Are you seeing a theme here? I seem to have spent the last year bouncing from place to place, from minor crisis to minor crisis, because of other people’s actions.

In the spring of last year we did a small job in a farm woodland. It was too small to interest anyone with big finance payments, but for me it was a breath of fresh air. It was an old estate woodland that had gone with the farm when it had been sold off and was the epitome of undermanaged. In a few weeks we turned it into a reasonably tidy-looking woodland and the farmer was ecstatic. He’d despaired of it ever being anything other than a liability, but now he was full of enthusiasm and talked about underplanting some small bits that had been mainly scrub birch with old windblow, making it hard to even walk through.

I sat down and did the figures and despite it being a small job and being 50 miles from home, it had made more money than the badger sett job, even though the planning and execution had been done by a selling agent, the company FWM and myself.

As I write this we’re just finishing another small, private job from the same selling agent, a job with some extremely fine oak in it.

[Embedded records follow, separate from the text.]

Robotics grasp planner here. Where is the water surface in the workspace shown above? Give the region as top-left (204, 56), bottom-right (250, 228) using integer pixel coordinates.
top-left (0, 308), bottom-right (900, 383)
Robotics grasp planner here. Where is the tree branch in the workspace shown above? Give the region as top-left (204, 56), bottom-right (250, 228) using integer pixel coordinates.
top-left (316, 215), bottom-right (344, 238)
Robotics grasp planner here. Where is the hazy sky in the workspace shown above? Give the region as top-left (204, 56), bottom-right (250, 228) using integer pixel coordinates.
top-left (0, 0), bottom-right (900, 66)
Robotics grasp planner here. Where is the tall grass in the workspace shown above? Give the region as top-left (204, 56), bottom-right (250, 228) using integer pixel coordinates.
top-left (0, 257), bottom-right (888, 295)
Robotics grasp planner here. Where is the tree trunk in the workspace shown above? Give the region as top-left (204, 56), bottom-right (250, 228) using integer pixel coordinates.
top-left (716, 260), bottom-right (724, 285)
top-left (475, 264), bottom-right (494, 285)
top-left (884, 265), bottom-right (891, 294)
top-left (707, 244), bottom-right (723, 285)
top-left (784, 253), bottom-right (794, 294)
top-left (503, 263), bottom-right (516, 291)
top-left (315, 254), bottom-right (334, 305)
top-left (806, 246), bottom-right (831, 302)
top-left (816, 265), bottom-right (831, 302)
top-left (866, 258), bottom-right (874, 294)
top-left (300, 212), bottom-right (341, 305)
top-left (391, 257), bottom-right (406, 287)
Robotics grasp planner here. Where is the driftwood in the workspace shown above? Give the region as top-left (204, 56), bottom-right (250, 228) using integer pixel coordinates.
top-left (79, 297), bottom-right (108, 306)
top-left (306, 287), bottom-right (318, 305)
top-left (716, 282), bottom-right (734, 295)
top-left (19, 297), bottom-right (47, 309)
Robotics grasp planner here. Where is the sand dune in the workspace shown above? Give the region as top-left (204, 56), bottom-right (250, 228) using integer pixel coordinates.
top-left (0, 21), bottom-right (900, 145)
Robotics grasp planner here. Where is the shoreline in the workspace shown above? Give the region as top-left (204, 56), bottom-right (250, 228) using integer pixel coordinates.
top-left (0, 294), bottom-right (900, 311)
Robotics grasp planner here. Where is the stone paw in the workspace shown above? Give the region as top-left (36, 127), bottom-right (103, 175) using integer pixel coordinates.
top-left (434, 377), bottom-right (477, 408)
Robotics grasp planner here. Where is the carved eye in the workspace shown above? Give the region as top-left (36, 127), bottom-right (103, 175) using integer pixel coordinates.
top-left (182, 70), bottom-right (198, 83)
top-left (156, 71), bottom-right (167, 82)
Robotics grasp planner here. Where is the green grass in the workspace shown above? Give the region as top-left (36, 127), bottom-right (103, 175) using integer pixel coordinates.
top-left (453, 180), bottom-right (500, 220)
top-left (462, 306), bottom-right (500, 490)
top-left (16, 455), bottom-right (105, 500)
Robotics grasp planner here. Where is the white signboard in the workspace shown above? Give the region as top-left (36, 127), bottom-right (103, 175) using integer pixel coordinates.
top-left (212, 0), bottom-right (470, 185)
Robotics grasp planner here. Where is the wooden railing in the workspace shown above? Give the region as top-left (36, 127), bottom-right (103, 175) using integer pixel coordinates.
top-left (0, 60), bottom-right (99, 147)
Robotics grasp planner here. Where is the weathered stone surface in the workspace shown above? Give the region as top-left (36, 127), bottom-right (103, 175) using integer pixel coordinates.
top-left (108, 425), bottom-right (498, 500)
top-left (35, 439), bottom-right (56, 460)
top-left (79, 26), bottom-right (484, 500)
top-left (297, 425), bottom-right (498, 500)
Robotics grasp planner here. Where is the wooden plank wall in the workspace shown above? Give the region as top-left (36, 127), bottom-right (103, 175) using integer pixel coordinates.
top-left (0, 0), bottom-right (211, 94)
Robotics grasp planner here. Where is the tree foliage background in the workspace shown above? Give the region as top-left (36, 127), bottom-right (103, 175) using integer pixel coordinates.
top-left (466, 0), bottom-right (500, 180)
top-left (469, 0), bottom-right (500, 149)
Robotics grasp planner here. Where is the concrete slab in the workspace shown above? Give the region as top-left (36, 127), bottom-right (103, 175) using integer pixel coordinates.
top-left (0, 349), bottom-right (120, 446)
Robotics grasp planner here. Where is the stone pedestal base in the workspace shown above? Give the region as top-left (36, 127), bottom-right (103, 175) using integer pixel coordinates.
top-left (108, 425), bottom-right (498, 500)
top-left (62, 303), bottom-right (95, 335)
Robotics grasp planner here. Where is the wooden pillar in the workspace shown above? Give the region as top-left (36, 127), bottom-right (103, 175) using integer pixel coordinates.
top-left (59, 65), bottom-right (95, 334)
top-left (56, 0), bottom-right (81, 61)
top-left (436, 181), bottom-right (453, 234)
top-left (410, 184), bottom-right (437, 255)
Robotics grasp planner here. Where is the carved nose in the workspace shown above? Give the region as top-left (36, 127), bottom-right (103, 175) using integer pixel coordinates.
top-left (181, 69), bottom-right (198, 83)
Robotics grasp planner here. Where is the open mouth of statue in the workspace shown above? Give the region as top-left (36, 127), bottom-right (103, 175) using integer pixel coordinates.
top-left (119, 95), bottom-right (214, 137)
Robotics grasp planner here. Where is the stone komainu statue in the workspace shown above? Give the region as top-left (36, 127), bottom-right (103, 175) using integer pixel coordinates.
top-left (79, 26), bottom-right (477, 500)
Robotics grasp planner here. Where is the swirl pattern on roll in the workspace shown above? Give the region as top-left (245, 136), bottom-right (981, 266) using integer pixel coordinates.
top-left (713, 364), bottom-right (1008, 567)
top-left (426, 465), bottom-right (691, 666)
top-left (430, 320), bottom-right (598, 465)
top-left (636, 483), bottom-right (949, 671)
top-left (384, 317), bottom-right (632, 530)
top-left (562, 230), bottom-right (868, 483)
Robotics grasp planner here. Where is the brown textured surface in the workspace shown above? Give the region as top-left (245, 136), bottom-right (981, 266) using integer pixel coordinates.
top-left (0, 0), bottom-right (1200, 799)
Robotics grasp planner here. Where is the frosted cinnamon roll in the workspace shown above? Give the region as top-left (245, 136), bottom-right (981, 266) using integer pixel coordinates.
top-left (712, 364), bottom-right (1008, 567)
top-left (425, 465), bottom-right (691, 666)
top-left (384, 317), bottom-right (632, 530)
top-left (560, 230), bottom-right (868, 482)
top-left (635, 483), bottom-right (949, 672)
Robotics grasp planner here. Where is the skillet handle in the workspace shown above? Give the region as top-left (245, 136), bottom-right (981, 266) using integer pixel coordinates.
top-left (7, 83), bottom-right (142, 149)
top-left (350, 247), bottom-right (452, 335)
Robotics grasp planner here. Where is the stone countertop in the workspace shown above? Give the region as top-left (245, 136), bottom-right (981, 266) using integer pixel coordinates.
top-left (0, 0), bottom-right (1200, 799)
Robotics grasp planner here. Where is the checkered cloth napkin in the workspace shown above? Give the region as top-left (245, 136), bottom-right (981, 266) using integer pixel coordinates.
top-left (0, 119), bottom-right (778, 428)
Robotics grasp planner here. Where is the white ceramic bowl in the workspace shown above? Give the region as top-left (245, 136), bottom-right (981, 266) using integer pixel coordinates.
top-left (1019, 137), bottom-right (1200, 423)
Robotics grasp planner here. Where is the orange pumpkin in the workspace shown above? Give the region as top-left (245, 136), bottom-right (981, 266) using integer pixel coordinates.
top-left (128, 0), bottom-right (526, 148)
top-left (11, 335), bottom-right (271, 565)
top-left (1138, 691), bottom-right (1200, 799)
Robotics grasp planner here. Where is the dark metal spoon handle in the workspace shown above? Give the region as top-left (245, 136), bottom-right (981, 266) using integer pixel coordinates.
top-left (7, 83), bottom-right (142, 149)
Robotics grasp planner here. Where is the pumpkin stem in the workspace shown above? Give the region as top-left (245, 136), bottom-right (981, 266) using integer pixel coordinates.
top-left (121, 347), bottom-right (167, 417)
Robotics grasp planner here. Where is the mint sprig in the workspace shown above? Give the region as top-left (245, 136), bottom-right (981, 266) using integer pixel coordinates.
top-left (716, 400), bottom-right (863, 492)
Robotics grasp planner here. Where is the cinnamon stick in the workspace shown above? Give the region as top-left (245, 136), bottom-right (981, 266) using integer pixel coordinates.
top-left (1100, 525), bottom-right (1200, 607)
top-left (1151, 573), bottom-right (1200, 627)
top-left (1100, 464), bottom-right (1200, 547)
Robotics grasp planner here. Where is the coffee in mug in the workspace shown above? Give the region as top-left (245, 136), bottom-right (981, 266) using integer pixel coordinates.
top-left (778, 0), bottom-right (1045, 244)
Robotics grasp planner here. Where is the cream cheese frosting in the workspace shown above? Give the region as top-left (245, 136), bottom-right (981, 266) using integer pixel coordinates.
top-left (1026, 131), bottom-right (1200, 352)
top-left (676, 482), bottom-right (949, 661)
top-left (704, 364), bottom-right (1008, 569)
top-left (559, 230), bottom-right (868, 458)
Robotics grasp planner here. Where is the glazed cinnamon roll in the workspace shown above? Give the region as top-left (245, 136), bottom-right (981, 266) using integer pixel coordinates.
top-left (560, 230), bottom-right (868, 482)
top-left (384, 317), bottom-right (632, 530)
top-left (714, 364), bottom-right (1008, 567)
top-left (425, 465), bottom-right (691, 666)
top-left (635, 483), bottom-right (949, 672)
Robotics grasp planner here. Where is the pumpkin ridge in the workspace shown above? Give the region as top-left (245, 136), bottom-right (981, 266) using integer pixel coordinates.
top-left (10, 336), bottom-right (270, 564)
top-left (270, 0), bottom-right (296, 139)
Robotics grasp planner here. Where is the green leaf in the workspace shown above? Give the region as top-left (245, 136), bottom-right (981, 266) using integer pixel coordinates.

It’s another woodland attached to a farm that was sold off by a local estate and it’s dated by the fact the wood has a large number of hornbeam scattered through it, which might well be what remains of the original mix. It was quite common to plant oak and hornbeam together at one time and of the three woods on this farm one of them is worthy of an article in itself. It is one of the best undiscovered woods I’ve worked in for many years.

Forestry Journal:  Whole-tree harvesting. Is this the future? Whole-tree harvesting. Is this the future? (Image: SB)

In contrast, we have another FE job ongoing, clearfelling lodgepole pine that might have had one thinning 30 years ago, and strip-felling Scots pine that’s maybe 20 years old. The strips we are taking out are 10 m wide with 20 m of standing left in between each strip. We cut chip down to 6.5 cm and recover everything else as biomass for chipping on site. We spent around five weeks doing this before we moved to the farm woodland and now we’re about to move back. I don’t think the transition back will be as happy as the one the other way was, but that’s the lot of a modern harvesting contractor, going from high-quality work on good rates with people involved who value the work we do to a fight to put as much produce to roadside as quickly as possible while avoiding the multiple pitfalls generated by an organisation that seems bent on creating its own problems.

Sometimes it’s not so much change for change’s sake as awkward for awkward’s sake. If this change for necessity’s sake that I’ve had to make has taught me anything, it’s that on a personal level I’m a man from a different time and that there needs to be a reality check in forestry before we follow candlemakers and wheelwrights into a corner of the local folk museum.